La giustizia ha ronzato per anni intorno a Sarkozy senza mai beccarlo con le mani in pasta : senza mai decidere semplicemente di metterlo in stato di fermo, come hanno deciso di fare i magistrati di Nanterre. Eppure sono almeno vent’anni che Sarkò si ritrova implicato in una serie innumerevole di « affaires ». Ogni volta, però, non si trova la prova definitiva del reato. Oppure la responsabilità viene scaricata su uno dei componenti del suo vasto entourage : una fitta rete di amici, che in molti casi sono gli stessi da anni e anni, perché Sarkozy ha una concezione sacrale, « mediterranea » dell’amicizia. Lo stato di fermo scaturisce nell’ambito dell’inchiesta sui presunti finanziamenti illeciti di Muammar Gheddafi alla sua campagna presidenziale nel 2007. Anche in questo caso la responsabilità è stata scaricata su Claude Guéant, ex eminenza grigia dell’ex presidente. La veridicità di un documento pubblicato dal sito Mediapart, che proverebbe i finanziamenti, non è stata fino a questo momento dimostrata. In altri casi, la stessa musica : per l’affaire relativo a Liliane Bettencourt, anziana miliardaria francese, che sarebbe stata raggirata da Sarkozy ancora per lo stesso motivo (finanziare le sue campagne elettorali), la responsabilità è stata scaricata su un altro personaggio, vicinissimo all’ex presidente, Eric Woerth, che faceva da intermediario, nonostante le visite attestate di Nicolas alla casa della signora. Poi c’ è il vecchio scandalo, che risale agli anni Novanta, delle tangenti incassate su forniture militari al Pakistan, che ha portato alla morte di un gruppo di tecnici e ingegneri francesi a Karachi, un assurdo attentato per vendicarsi contro i francesi che non avevano pagato l’intera somma pattuita. Anche lì i giudici si sono avvicinati al bersaglio, Nicolas Sarkozy, senza mai riuscire a colpirlo. Anche quando era chiaro il coinvolgimento dell’uomo politico, almeno la sua responsabilità morale.
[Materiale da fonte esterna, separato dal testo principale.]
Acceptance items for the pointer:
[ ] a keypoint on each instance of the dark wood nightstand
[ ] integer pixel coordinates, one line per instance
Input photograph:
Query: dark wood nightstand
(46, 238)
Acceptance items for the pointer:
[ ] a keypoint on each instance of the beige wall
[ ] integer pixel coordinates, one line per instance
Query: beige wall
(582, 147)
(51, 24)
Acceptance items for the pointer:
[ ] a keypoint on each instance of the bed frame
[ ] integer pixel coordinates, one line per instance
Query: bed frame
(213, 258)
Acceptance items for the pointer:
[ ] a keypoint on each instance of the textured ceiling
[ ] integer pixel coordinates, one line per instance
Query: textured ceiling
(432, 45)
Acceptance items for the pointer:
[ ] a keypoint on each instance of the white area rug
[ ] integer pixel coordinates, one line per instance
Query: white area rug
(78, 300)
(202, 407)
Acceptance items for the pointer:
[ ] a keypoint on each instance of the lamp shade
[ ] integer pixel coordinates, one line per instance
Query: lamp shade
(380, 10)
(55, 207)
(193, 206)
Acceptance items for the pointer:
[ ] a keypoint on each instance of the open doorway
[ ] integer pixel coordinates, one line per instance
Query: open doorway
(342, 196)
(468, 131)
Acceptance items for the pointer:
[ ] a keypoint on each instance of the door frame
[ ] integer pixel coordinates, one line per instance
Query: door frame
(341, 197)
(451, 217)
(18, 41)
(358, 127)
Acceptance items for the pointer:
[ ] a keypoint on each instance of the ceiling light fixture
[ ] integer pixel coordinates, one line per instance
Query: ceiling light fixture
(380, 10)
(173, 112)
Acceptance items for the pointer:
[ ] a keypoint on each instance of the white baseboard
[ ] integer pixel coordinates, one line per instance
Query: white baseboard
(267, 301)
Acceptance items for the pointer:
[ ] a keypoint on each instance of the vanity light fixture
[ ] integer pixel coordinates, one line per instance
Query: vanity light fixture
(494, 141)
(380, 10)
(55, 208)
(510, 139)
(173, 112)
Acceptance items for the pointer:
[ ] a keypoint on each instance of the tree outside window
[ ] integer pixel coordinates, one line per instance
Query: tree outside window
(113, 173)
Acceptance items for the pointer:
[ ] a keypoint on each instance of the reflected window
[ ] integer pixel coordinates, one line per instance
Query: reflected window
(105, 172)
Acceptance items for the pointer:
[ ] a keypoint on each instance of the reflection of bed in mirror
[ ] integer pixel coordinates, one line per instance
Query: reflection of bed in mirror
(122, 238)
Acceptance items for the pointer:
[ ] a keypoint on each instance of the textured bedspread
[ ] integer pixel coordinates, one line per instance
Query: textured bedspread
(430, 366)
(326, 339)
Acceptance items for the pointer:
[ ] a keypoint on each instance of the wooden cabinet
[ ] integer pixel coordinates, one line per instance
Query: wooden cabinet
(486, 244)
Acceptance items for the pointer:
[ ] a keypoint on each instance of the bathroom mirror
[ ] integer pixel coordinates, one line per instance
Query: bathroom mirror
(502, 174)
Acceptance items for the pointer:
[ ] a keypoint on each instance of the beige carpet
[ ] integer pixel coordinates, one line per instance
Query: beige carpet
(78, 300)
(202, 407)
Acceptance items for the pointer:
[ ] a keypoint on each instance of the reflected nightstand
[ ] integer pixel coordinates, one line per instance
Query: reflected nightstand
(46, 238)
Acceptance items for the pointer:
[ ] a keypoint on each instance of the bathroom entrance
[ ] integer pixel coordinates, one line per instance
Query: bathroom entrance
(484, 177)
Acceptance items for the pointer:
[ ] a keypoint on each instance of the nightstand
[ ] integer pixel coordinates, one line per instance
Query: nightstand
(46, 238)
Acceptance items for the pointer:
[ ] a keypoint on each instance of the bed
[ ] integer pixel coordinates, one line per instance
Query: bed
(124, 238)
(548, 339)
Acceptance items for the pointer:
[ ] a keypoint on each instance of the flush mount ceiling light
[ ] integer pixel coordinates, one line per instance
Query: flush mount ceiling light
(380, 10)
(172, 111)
Sarkozy è stato fermato per il sospetto che abbia ottenuto informazioni sulle inchieste che lo riguardavano da un magistrato, al quale, in cambio, avrebbe promesso un ruolo di prestigio. In Francia vige l’assoggettamento dei Pm al potere esecutivo. Insomma, i magistrati delle procure non sono nominati in maniera autonoma ma direttamente dal ministero della Giustizia. E questo ha aiutato non poco Sarkozy, quando era Presidente. Ai tempi, quando anche Silvio Berlusconi era al potere, il premier italiano parlò del «modello» francese cui ci si doveva ispirare in Italia. Su quella valenza di «modello» non sono d’accordo alla Corte europea dei diritti umani, che ha già condannato la Francia per questa sua eccezione del sistema giudiziario, rispetto al resto del Vecchio continente. Nel Paese le uniche inchieste davvero indipendenti (e non sempre) vengono effettuate dai giudici istruttori, ma a loro ormai è affidato un numero sempre più basso di cause (praticamente il 3% del totale), anche per ragioni legate alle risorse economiche necessarie. Tanto per fare un esempio, relativo proprio a uno degli scandali che hanno toccato Sarkozy, l’affaire Bettencourt inzialmente venne affidato non a un giudice istruttore ma all’allora procuratore di Nanterre, Philippe Courroye, che era notoriamente amico di Nicolas Sarkozy. Uscivano insieme al ristorante con le rispettive mogli. E negli ambienti giudiziari si diceva che Courroye aveva fatto carriera grazie agli « aiutini » di Sarkò. Eppure, ci vollero svariati mesi prima che l’inchiesta venisse tolta a Courroye e affidata a un altro giudice. Se le inchieste su alcuni affaires, che riguardano l’ex presidente, sono andate avanti, si deve al coraggio di alcuni giudici istruttori. E al martellamento di alcuni media, soprattutto « nuovi media », come il sito d’informazione Mediapart.